While this is simple, I kept misplacing the piece of paper that I kept it written on and kept re-implementing it in R. This post is mostly a reminder to myself. Here is some R code to do the above:

d <- function(alpha.2,alpha.1,beta.2,beta.1){
 return((alpha.2-alpha.1)/(beta.1-beta.2));
 }

The reason this is necessary is because SAS doesn't report the discrimination function even when it is possible to report succinctly. SAS does report the (alpha_i) and (beta_i) values, though.

As an example, this is the output from SAS after running PROC DISCRIM on some data with a binary response variable and the POOL=TEST option.

We can use the above to find that the discriminant is (d=frac{-3.96320-(-7.86740)}{1.12389-0.79768}=11.96836). We can use PROC SGPLOT to display this discriminant function:

data work.blog_flat_cross;
 set work.blog_flat_cross;
 ID=_N_;
 Classified = 'A: ' || response || ', P: ' || _INTO_;
run;

/* Displaying the scatterplot without the discriminant line */
PROC SGSCATTER DATA=work.blog_flat_cross;
 PLOT xvar*ID / MARKERATTRS=(SYMBOL=CIRCLEFILLED) GROUP=CLASSIFIED;
RUN;

/* Displaying the scatterplot with the discriminant line */
PROC SGPLOT DATA=work.blog_flat_cross;
 SCATTER X=ID Y=xvar / MARKERATTRS=(SYMBOL=CIRCLEFILLED) GROUP=CLASSIFIED;
 REFLINE 11.96836394 /axis=y lineattrs=(color=black pattern=1); /* value found by hand using output */
RUN;

A plot of the results from PROC DISCRIM with the discriminant line added.

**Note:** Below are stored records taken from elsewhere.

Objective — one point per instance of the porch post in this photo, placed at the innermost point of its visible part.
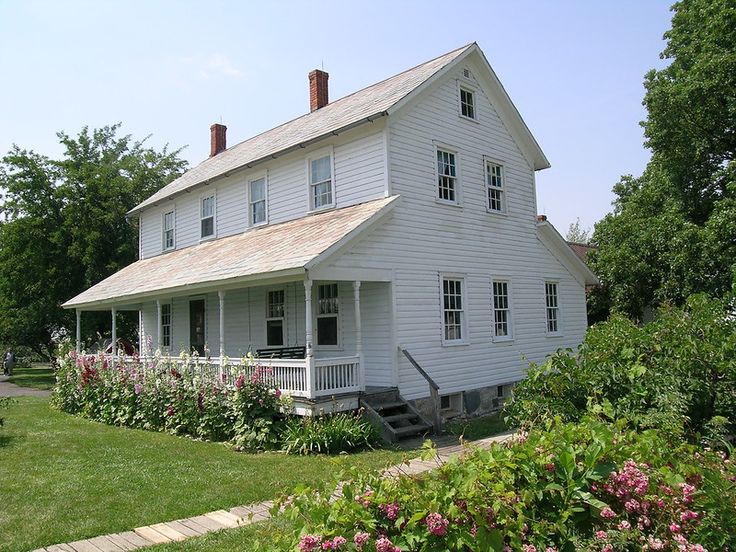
(358, 334)
(221, 295)
(114, 333)
(158, 324)
(309, 380)
(79, 331)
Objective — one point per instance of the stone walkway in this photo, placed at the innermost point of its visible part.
(239, 516)
(8, 389)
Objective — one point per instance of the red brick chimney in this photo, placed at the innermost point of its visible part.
(218, 142)
(318, 91)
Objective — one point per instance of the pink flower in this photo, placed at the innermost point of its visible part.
(385, 545)
(437, 524)
(308, 543)
(607, 513)
(360, 539)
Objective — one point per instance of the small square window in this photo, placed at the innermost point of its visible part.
(467, 103)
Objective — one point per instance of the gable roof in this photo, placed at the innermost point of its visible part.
(288, 248)
(363, 106)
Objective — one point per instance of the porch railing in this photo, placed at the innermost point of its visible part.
(330, 376)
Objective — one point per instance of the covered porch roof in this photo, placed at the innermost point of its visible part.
(287, 249)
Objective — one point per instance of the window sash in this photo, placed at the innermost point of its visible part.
(452, 309)
(501, 310)
(446, 176)
(552, 307)
(166, 325)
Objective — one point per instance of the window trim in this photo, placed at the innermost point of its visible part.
(318, 154)
(558, 332)
(169, 304)
(249, 181)
(202, 197)
(510, 309)
(284, 339)
(504, 207)
(317, 316)
(463, 312)
(173, 229)
(439, 146)
(465, 87)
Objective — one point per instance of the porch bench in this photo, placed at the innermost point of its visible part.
(282, 352)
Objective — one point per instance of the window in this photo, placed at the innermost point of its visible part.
(327, 312)
(257, 198)
(452, 310)
(275, 318)
(553, 309)
(494, 187)
(501, 311)
(166, 325)
(446, 176)
(467, 103)
(168, 230)
(207, 217)
(320, 182)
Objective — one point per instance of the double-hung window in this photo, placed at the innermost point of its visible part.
(275, 318)
(447, 176)
(166, 325)
(453, 313)
(257, 200)
(168, 230)
(495, 187)
(327, 315)
(467, 103)
(320, 182)
(501, 311)
(553, 307)
(207, 217)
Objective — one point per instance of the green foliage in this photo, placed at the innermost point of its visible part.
(565, 487)
(329, 434)
(671, 233)
(677, 373)
(65, 228)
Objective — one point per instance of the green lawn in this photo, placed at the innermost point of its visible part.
(39, 376)
(63, 478)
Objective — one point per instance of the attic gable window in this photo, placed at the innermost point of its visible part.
(467, 103)
(207, 217)
(320, 182)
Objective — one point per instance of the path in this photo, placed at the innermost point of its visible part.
(8, 389)
(239, 516)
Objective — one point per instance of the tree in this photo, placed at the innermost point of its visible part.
(578, 234)
(671, 232)
(65, 229)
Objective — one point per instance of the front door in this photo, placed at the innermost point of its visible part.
(196, 325)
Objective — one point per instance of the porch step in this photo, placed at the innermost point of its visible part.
(396, 417)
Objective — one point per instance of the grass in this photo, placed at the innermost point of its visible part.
(64, 478)
(38, 375)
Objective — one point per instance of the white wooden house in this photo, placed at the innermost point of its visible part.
(402, 216)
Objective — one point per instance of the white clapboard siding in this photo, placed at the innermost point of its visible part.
(359, 161)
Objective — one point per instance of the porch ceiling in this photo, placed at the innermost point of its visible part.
(284, 249)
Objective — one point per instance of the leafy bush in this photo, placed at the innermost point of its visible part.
(184, 399)
(585, 486)
(677, 373)
(329, 434)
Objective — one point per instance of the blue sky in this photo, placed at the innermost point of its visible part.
(171, 69)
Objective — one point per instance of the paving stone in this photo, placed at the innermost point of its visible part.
(151, 534)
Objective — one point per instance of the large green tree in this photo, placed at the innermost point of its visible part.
(672, 231)
(64, 227)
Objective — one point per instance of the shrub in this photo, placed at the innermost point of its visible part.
(329, 434)
(183, 398)
(677, 373)
(585, 486)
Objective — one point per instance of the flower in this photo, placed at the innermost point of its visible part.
(437, 524)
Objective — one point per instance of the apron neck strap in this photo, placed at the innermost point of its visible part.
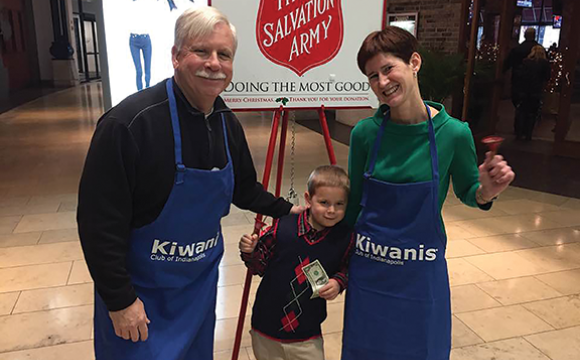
(432, 145)
(175, 126)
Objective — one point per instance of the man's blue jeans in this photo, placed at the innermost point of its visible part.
(142, 43)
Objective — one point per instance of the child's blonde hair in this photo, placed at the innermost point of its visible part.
(328, 175)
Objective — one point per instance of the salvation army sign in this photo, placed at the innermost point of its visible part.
(304, 50)
(300, 34)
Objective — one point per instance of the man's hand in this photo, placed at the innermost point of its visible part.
(495, 175)
(131, 322)
(330, 291)
(248, 243)
(297, 209)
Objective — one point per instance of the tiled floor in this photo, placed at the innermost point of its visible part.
(515, 271)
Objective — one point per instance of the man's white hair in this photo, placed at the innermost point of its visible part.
(198, 22)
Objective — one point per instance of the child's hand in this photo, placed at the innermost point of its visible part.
(330, 291)
(248, 243)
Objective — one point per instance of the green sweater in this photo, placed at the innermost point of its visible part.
(404, 157)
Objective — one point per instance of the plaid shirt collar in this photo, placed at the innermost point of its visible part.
(306, 230)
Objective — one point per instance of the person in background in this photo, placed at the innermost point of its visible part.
(535, 73)
(514, 61)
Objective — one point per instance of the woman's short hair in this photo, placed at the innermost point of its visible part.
(198, 22)
(328, 175)
(391, 40)
(537, 52)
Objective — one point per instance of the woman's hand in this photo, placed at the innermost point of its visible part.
(330, 291)
(495, 175)
(248, 243)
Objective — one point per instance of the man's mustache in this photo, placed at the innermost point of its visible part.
(213, 76)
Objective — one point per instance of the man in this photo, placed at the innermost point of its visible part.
(162, 170)
(514, 61)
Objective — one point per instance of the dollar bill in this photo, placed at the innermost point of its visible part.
(316, 276)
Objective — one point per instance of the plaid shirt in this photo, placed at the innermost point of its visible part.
(258, 260)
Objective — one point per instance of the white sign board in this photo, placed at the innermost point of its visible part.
(139, 37)
(304, 50)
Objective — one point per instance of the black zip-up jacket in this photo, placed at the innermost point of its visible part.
(129, 173)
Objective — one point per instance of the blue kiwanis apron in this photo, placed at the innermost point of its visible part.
(173, 263)
(397, 303)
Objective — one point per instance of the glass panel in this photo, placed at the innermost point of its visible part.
(90, 46)
(573, 133)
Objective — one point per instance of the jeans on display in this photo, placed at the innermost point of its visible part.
(141, 43)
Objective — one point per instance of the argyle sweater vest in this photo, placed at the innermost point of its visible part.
(283, 309)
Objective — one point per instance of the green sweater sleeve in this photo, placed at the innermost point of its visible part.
(357, 159)
(463, 168)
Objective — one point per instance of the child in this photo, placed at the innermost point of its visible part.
(285, 321)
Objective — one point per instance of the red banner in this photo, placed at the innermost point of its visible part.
(300, 34)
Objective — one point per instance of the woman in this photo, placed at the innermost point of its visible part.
(534, 73)
(400, 164)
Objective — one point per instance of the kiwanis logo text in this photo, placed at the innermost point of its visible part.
(172, 251)
(392, 255)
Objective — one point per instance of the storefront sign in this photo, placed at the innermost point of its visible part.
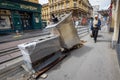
(19, 6)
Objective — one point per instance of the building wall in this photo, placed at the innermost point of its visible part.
(34, 1)
(59, 7)
(95, 9)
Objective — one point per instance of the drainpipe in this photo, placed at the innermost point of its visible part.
(116, 27)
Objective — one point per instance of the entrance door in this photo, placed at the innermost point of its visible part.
(17, 22)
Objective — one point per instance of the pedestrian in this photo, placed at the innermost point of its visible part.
(95, 27)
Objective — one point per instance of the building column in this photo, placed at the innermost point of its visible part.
(116, 26)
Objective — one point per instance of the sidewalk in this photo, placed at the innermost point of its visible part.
(27, 34)
(94, 61)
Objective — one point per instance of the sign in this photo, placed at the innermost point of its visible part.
(12, 5)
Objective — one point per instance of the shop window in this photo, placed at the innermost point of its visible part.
(5, 22)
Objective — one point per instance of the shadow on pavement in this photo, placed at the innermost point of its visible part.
(103, 40)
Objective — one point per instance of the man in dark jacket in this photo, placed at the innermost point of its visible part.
(95, 27)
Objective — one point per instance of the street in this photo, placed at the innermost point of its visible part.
(94, 61)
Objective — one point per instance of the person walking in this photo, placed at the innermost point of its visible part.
(95, 27)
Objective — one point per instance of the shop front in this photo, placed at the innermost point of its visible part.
(19, 15)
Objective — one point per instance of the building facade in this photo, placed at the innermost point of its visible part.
(80, 8)
(19, 16)
(33, 1)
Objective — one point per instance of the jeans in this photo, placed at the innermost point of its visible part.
(95, 33)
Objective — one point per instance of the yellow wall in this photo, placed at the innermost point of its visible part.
(59, 7)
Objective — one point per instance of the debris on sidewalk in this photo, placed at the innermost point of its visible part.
(43, 76)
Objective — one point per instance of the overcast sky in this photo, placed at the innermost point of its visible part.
(103, 3)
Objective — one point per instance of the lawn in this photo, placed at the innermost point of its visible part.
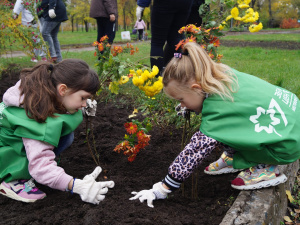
(280, 67)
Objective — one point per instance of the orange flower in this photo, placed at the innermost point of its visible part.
(100, 47)
(131, 158)
(130, 128)
(104, 38)
(121, 147)
(179, 45)
(95, 43)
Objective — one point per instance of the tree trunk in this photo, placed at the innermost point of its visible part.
(72, 23)
(86, 24)
(270, 14)
(124, 19)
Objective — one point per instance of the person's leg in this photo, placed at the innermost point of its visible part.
(161, 20)
(100, 28)
(223, 164)
(110, 30)
(56, 43)
(47, 28)
(64, 143)
(140, 33)
(260, 176)
(182, 12)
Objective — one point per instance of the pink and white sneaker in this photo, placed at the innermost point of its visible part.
(34, 60)
(21, 190)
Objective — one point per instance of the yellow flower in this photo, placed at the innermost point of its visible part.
(124, 80)
(234, 12)
(243, 6)
(255, 28)
(137, 81)
(228, 18)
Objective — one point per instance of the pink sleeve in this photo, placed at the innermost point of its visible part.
(42, 166)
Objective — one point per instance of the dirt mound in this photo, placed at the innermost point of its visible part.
(215, 195)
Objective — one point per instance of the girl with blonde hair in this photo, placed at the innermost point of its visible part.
(256, 123)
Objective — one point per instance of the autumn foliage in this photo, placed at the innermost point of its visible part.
(289, 23)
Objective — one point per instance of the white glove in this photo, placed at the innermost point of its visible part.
(90, 190)
(182, 111)
(157, 192)
(91, 107)
(15, 16)
(139, 12)
(51, 13)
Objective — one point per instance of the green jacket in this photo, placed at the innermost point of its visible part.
(262, 123)
(14, 125)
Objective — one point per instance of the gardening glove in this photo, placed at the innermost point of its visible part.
(90, 109)
(91, 191)
(157, 192)
(51, 13)
(15, 16)
(182, 111)
(139, 12)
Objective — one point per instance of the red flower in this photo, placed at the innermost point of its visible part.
(130, 128)
(100, 47)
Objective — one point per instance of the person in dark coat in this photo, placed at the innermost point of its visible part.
(167, 18)
(106, 14)
(54, 13)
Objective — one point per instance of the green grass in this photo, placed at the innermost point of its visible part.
(264, 37)
(82, 37)
(279, 67)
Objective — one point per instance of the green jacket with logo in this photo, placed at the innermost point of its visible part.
(262, 123)
(14, 125)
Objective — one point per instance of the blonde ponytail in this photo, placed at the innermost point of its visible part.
(195, 64)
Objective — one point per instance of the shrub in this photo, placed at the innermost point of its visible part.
(289, 23)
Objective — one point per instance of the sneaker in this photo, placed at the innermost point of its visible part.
(33, 60)
(255, 178)
(221, 166)
(21, 190)
(53, 59)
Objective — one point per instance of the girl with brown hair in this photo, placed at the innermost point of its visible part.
(37, 119)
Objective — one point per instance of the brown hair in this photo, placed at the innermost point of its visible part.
(195, 64)
(38, 84)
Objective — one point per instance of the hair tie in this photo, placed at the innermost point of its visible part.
(50, 67)
(179, 55)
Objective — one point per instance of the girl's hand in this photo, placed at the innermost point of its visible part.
(158, 191)
(90, 190)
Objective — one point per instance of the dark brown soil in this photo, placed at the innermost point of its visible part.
(215, 195)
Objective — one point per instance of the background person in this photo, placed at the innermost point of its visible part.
(140, 26)
(167, 18)
(38, 117)
(54, 13)
(233, 107)
(28, 21)
(106, 14)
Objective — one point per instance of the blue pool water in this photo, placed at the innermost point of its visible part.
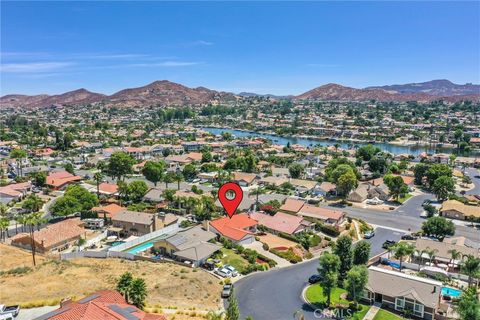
(144, 246)
(446, 291)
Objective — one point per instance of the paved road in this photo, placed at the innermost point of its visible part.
(472, 172)
(382, 235)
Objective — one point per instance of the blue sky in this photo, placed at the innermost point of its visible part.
(263, 47)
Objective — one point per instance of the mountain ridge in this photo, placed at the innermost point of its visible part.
(167, 93)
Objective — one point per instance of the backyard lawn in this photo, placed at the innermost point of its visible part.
(233, 259)
(315, 295)
(385, 315)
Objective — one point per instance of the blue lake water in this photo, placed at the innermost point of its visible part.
(414, 150)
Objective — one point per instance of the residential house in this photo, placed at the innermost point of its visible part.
(399, 291)
(53, 238)
(191, 244)
(292, 206)
(240, 228)
(60, 180)
(128, 223)
(456, 210)
(244, 179)
(282, 222)
(329, 216)
(105, 305)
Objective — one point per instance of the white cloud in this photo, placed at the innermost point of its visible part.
(34, 67)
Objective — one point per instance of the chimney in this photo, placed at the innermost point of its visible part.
(65, 302)
(206, 225)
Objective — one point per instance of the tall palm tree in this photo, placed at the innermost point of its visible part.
(402, 250)
(98, 177)
(454, 254)
(4, 223)
(431, 253)
(471, 267)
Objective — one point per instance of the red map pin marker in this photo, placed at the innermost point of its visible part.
(230, 205)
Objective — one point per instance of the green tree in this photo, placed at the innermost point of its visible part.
(137, 293)
(471, 267)
(32, 203)
(296, 170)
(436, 171)
(328, 272)
(137, 190)
(443, 186)
(66, 206)
(189, 172)
(343, 249)
(468, 306)
(124, 284)
(357, 279)
(233, 312)
(153, 171)
(438, 227)
(85, 198)
(402, 250)
(361, 252)
(98, 178)
(395, 185)
(346, 183)
(120, 164)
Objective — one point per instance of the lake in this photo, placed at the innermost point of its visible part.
(395, 149)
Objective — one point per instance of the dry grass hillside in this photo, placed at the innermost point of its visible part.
(169, 285)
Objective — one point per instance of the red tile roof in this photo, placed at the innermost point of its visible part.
(102, 305)
(234, 228)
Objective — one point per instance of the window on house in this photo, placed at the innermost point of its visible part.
(399, 303)
(418, 309)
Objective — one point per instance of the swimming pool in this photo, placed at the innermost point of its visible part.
(455, 293)
(142, 247)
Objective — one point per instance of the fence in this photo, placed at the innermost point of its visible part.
(149, 236)
(97, 254)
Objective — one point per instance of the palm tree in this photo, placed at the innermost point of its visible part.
(471, 267)
(431, 253)
(32, 220)
(454, 254)
(4, 223)
(138, 292)
(98, 177)
(402, 250)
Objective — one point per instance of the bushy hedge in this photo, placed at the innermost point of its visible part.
(288, 255)
(329, 230)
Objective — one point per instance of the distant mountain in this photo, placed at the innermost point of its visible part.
(168, 93)
(337, 92)
(158, 92)
(80, 96)
(267, 95)
(443, 88)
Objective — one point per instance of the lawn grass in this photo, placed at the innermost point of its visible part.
(315, 295)
(233, 259)
(404, 198)
(386, 315)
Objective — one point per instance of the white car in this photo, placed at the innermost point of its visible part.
(223, 272)
(232, 270)
(374, 201)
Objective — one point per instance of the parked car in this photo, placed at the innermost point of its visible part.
(222, 272)
(314, 279)
(9, 310)
(387, 244)
(231, 269)
(369, 234)
(409, 237)
(374, 201)
(227, 290)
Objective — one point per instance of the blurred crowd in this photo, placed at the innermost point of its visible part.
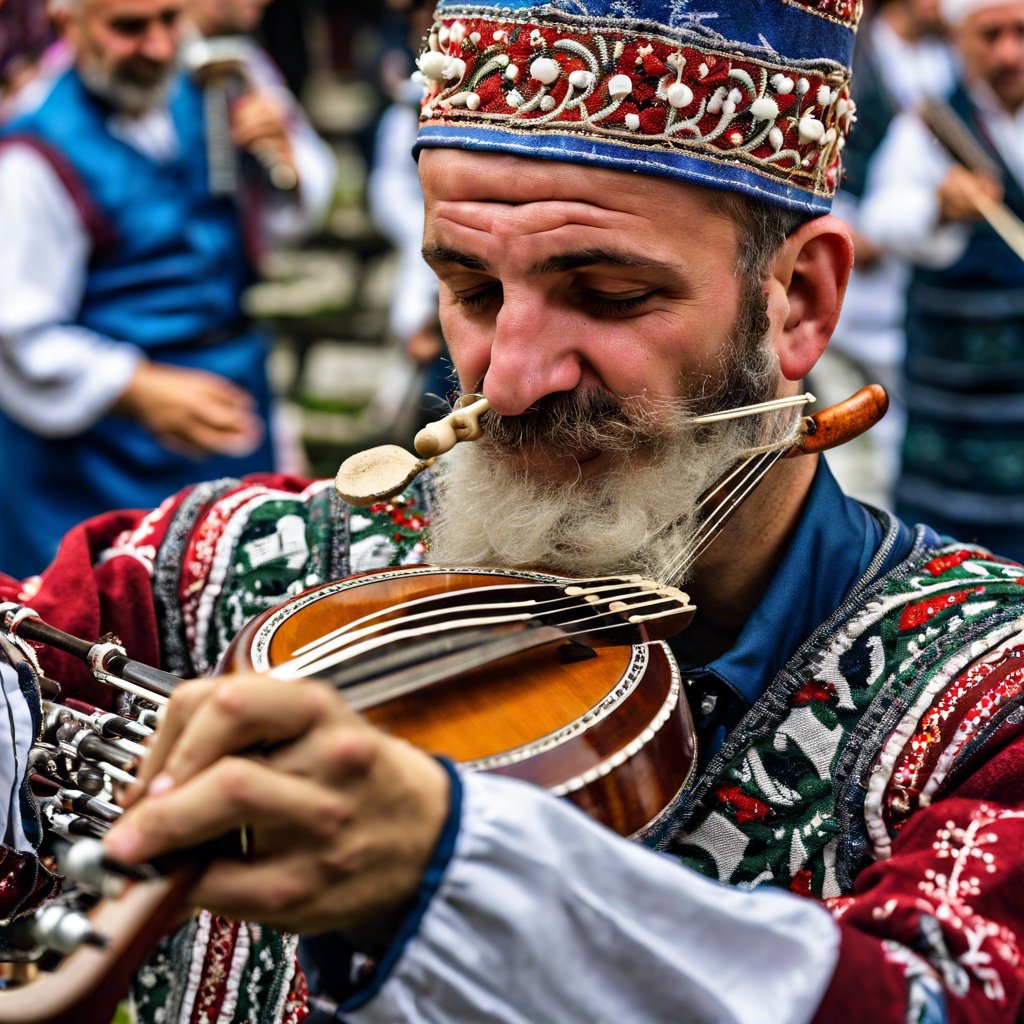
(148, 161)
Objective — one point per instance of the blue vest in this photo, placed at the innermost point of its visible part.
(964, 449)
(166, 272)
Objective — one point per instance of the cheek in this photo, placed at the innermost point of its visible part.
(468, 343)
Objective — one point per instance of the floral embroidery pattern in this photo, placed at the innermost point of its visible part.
(783, 123)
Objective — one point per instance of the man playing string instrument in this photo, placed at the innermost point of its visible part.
(626, 206)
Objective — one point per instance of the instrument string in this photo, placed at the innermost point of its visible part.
(714, 523)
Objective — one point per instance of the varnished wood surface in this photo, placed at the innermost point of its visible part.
(534, 708)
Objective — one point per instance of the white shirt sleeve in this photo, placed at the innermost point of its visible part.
(55, 378)
(899, 210)
(545, 916)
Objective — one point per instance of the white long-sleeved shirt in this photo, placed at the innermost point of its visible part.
(56, 378)
(900, 208)
(530, 905)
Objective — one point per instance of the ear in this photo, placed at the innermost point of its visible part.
(805, 290)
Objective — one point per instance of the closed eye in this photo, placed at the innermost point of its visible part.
(602, 304)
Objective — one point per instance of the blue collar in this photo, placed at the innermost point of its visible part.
(833, 548)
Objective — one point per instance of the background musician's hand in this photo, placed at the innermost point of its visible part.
(343, 818)
(192, 411)
(259, 124)
(957, 192)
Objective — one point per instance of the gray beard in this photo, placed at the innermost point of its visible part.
(640, 514)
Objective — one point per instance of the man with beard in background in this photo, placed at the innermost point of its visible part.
(130, 369)
(855, 683)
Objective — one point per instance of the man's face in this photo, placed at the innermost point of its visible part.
(595, 310)
(557, 279)
(126, 49)
(992, 44)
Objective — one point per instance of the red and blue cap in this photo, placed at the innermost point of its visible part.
(749, 95)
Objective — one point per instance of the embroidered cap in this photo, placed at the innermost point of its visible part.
(751, 95)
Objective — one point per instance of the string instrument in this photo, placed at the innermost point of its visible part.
(565, 683)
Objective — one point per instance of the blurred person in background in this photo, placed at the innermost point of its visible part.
(29, 53)
(396, 204)
(963, 455)
(129, 368)
(901, 57)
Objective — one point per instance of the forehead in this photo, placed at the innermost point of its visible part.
(540, 203)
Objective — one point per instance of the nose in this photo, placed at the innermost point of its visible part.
(535, 351)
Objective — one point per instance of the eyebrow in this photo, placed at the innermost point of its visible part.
(439, 253)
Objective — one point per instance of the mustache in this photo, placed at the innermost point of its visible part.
(589, 421)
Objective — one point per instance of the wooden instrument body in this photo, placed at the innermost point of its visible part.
(611, 732)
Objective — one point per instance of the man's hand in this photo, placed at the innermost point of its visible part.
(260, 125)
(956, 195)
(343, 818)
(192, 411)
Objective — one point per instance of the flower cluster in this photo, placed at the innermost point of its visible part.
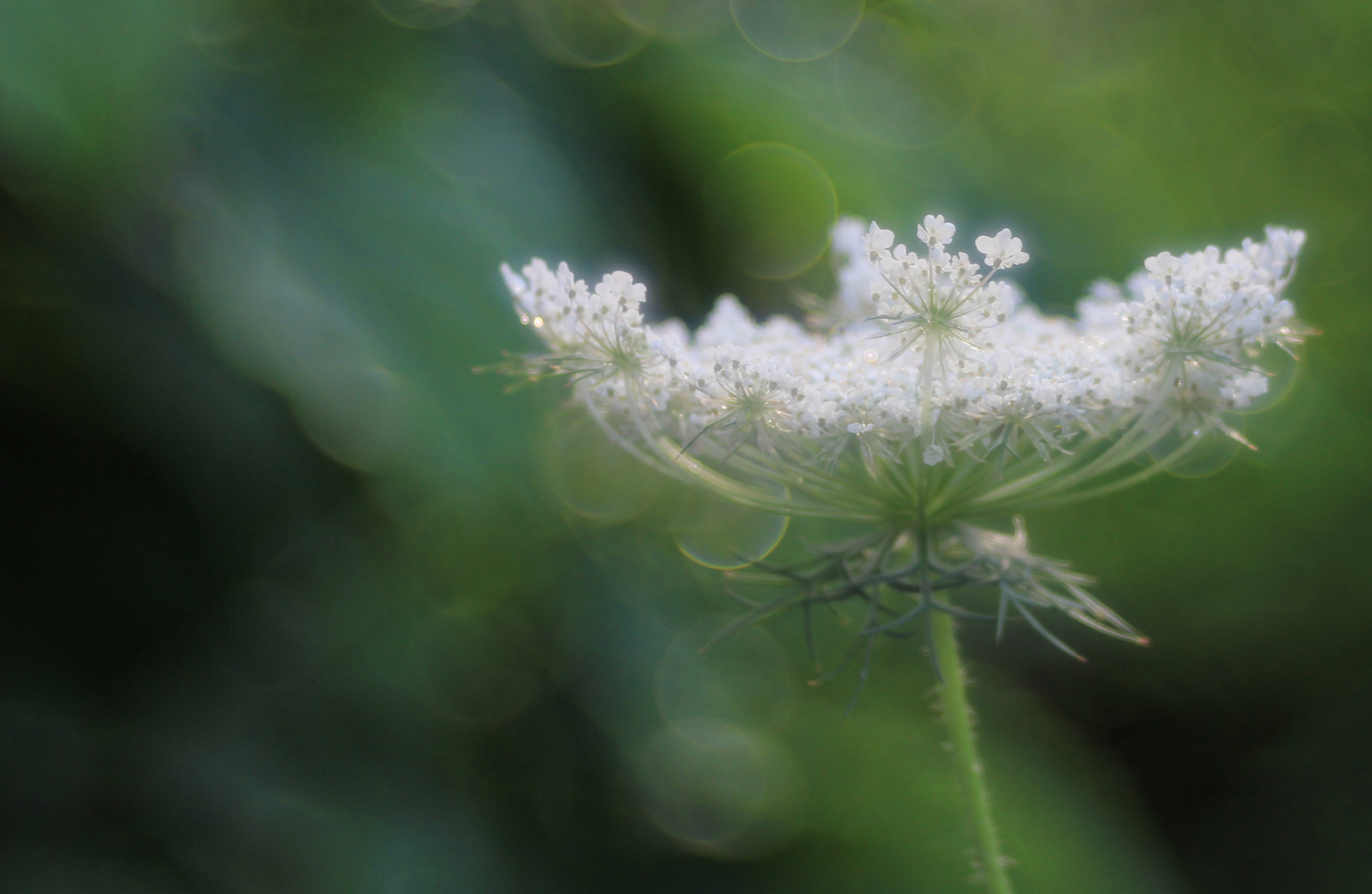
(927, 394)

Note that adding a REFLINE requires PROC SGPLOT instead of PROC SGSCATTER. Also, this post was edited because the response "YES" was originally just "YE". The text response was shorter than it should because SAS makes the maximum length of a variable whatever the length of the first value it encounters is. Any values longer than the first value are truncated (see the SAS documentation). To fix this, when declaring the variable in a data step one should manually set the length: length response $ 3; where 3 is the maximum length we want.

A good resource for LDA is:

Johnson, R. A. and D. W. Wichern. 2007. Applied Multivariate Statistical Analysis (6th ed.). Upper Saddle River, NJ, USA: Pearson Prentice Hall.